La docu-fiction radiophonique "Hiver 1709. Changement d’État" propose une écriture alternative de l’Histoire et des sciences sociales, via un renouvellement du récit de crise, et la création d'opérations historiographiques nouvelles et purement sonores.
À l’heure des fake news, d’une crise sanitaire mondiale, et d'une situation environnementale alarmante : qu’est-ce qu’une docu-fiction radiophonique historiquement informée sur l'Hiver 1709, et quelle(s) histoire(s) devons-nous collecter pour le raconter ? "Hiver 1709. Changement d’État" propose à des classes primaires en REP et situées dans la couronne parisienne de faire un plongeon dans une crise non pas du trop chaud mais du trop froid, en plein Hiver 1709, pour y faire refléter les crises de leur présent et donner matière à penser.
C'est dans l’environnement social du Grand Paris, le Paris d'aujourd'hui avec ses nouvelles inégalités que cette docu-fiction construira ce récit de crise.
Écoutez le podcast Hiver 1709. Changement d'État. LE LABO, fruit de la résidence Création en cours #6
Si Arlette Farge nous dit que l’historien "réemploie des formes existantes, appliquée à les réajuster autrement pour rendre possible une autre narration du réel", alors comment employer les formes existantes de notre actualité afin de construire en 2021 une narration du réel de l’hiver 1709 ? Voici la question centrale de ce projet et, il s'agira dans le processus de création au sein des Ateliers Médicis, de réfléchir avec des classes de primaire à une écriture de l'histoire - je dirais même de "leur" histoire.
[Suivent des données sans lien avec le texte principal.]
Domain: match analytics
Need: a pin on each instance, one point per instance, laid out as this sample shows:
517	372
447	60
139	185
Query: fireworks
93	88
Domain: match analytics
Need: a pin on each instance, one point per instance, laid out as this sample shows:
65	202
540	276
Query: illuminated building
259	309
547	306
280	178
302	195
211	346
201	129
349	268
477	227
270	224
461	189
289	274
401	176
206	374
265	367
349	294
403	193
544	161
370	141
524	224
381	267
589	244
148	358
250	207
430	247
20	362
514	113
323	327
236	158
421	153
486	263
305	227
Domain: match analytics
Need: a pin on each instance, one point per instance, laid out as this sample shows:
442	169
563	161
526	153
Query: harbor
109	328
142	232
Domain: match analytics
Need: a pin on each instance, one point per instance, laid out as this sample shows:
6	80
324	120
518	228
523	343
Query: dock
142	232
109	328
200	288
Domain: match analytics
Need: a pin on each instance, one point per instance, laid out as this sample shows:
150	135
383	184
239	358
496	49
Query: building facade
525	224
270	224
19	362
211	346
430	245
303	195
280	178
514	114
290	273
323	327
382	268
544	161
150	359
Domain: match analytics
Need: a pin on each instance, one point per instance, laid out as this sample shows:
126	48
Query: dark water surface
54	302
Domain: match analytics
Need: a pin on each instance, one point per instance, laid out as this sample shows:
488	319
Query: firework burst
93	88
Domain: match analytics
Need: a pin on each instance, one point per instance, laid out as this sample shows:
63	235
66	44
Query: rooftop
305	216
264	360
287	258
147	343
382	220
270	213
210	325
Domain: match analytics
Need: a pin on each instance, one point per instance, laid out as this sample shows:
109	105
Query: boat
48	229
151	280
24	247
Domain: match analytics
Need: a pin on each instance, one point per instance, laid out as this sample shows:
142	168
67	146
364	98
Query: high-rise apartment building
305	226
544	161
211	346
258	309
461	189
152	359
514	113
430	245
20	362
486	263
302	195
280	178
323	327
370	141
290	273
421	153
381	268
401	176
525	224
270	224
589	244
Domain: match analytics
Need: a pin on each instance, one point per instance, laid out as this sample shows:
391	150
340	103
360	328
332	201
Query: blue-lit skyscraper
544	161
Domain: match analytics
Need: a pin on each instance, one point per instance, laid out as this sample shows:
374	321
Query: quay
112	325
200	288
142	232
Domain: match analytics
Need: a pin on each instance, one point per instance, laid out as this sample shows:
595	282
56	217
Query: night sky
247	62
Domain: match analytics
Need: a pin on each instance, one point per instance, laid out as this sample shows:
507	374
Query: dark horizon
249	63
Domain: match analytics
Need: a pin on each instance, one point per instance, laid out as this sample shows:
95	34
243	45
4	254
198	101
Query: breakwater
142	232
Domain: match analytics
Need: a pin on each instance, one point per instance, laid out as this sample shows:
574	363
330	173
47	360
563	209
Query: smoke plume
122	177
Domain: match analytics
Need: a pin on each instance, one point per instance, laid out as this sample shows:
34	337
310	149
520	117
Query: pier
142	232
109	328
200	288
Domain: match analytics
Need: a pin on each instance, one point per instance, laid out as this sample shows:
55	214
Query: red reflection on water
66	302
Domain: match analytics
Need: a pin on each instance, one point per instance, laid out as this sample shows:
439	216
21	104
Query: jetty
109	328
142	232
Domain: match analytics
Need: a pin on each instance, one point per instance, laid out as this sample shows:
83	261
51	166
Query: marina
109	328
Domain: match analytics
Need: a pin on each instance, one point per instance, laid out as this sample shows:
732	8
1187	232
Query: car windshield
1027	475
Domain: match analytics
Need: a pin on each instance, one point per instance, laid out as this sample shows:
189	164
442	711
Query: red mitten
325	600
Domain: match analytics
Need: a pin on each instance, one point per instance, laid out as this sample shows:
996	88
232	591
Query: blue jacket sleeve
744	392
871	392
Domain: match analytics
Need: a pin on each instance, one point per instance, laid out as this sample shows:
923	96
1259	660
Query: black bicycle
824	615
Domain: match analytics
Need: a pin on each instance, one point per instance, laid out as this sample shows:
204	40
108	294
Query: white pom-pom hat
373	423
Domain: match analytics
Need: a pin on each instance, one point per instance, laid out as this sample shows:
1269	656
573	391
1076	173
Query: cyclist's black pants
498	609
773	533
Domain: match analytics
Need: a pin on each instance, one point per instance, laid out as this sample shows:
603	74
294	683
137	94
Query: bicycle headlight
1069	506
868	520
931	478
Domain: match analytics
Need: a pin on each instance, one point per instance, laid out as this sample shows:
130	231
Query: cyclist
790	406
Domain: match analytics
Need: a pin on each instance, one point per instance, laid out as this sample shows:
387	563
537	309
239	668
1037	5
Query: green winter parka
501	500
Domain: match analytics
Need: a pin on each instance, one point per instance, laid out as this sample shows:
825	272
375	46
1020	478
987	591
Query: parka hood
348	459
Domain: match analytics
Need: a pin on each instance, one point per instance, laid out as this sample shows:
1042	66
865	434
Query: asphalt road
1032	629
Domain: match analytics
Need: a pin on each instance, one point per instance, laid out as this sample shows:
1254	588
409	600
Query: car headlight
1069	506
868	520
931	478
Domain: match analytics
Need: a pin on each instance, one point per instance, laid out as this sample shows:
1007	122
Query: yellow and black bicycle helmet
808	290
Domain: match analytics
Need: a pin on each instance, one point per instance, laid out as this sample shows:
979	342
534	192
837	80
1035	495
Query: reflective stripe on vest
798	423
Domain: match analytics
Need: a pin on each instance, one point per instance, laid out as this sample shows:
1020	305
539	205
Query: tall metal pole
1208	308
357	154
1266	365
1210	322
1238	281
Si tout liquide se solidifie pour devenir glace dans ce paysage de 1709, les personnages eux aussi changent d’état. C’est d’abord des voix qui mutent : Benjamin en pleine "éducation politique" et en pleine puberté a sa voix qui mue ; Jeanne a la voix grave et tremblante d’une femme sage toujours hantée par le doute ; Eugénie a celle du complotiste aux scansions chamaniques qui abrutit et hypnotise ; et Claude quitte sa voix de femme pour une voix d’homme. Autant de personnages qui ne pouvaient trouver un échos que dans un "casting de rue". Cette fiction sonore sera celle d’un enfant en puberté, celle d’une femme âgée solitaire, ou encore celle d’un transe en pleine transition FtM (Female-to-Male). À l’ère où seul le changement conceptuel existe (en écologie, changement climatique ; en politique : "le changement c’est maintenant"…), cette fiction captera ces voix en pleine mutation. D’épisode en épisode, ces voix en pleine métamorphose dessineront les voix d’un changement d’état. À l’opposé de l’utilisation politique actuelle du terme "changement", ces personnages redonneront chair au mot. La totalité du script sera enregistrée à plusieurs moments de leur mutation vocale, puis les pistes seront sélectionnées pour mettre en lumière la modulation progressive des voix. Une authenticité dans la voix, ou encore, la voix comme geste émancipateur seront ici recherchés...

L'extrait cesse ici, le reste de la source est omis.